Gay and lesbian couples are often concerned that their “non-traditional family” will be a disadvantage in custody decisions. While technically this issue is never to be determinative of custody disputes, lest tgay_adoptionhe Court violate the Equal Protection Clause, many gay and lesbian couples feel that their sexual orientation played a role in the ultimate disposition of the Court.   Putting aside potential biases of certain judges, there is at least one case that seems to lend credence to those concerns.  In 2008, the Second Appellant District in Clark County decided a case by the name of Page v.

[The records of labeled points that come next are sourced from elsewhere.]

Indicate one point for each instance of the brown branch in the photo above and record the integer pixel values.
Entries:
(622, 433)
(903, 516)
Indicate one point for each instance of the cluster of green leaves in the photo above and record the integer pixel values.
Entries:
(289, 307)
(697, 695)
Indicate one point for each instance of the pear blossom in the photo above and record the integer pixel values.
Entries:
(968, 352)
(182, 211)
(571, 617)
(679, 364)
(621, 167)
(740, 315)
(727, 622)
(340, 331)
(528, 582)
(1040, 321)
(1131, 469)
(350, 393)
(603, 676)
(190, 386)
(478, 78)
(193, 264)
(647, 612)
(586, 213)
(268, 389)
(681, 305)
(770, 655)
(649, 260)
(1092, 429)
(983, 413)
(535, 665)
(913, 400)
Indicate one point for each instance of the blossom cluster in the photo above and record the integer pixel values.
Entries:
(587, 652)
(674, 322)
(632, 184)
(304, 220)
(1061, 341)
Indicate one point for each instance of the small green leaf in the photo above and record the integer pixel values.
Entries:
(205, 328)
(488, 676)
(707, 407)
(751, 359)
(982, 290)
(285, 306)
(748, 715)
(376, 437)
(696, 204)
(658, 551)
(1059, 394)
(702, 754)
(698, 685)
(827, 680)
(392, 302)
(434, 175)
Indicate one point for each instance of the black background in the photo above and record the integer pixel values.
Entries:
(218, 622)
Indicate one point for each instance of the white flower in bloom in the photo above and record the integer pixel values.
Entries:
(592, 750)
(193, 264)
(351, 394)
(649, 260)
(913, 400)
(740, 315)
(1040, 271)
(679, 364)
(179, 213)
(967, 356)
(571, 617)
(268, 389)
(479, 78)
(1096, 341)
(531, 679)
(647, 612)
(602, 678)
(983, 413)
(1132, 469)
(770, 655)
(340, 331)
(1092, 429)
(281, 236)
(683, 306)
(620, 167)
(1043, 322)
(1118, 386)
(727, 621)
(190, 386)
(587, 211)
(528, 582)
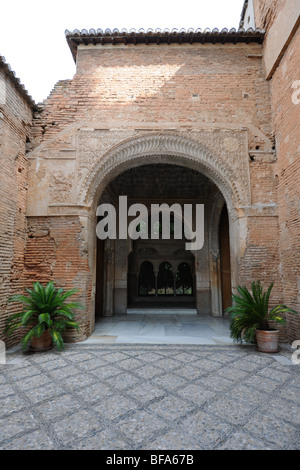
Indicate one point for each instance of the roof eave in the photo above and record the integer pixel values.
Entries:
(158, 36)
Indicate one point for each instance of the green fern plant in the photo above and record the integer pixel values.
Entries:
(250, 311)
(44, 308)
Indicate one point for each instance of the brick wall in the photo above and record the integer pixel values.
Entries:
(161, 85)
(286, 129)
(15, 122)
(54, 252)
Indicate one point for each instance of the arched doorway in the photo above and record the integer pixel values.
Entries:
(159, 272)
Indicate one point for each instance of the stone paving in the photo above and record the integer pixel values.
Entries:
(149, 397)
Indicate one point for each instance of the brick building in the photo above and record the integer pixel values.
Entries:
(180, 117)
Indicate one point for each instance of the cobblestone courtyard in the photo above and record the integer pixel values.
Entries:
(134, 397)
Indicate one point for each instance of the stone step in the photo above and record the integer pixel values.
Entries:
(162, 311)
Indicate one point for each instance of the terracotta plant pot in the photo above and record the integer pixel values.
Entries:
(267, 340)
(44, 343)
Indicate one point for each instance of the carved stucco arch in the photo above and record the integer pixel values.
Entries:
(167, 149)
(173, 149)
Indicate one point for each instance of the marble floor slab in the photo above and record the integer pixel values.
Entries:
(162, 329)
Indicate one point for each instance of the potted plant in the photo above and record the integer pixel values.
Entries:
(45, 314)
(251, 317)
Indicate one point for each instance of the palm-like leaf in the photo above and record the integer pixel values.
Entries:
(44, 308)
(250, 311)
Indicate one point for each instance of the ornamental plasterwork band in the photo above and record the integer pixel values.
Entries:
(191, 152)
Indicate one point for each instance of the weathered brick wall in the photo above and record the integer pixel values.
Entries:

Page in which the Court specifically stated that a homosexual relationship of a mother caused adverse affects to the minor children and warranted a change of custody from that mother to the father.  The facts of that case can be summarized as follows:

Four years after the mother was designated the residential parent of both children, the father filed a motion to modify the allocation of parental rights and responsibilities.  The common pleas trial Court granted the father’s motion and awarded him custody.  The appellate court held that the common pleas court did not err in finding that a change of circumstances occurred as there was evidence that, as a collateral result of the mother’s relationship with her same-sex partner, both children had experienced personality disorders, and therefore, modification of custody was in the children’s best interest. The court determined that the adverse collateral effects of the mother’s relationship with her partner and the partner’s role in the children’s lives showed little room for improvement in the future.

While the Court was careful to say that it was not basing its decision on the simple fact that the mother was a lesbian, but rather the collateral affects that her relationship had on the children, it should give pause to the gay and lesbian couples fighting for custody.  This is something to keep an eye on in the future as more and more gay and lesbian couples fight for custody of one of the partner’s minor children.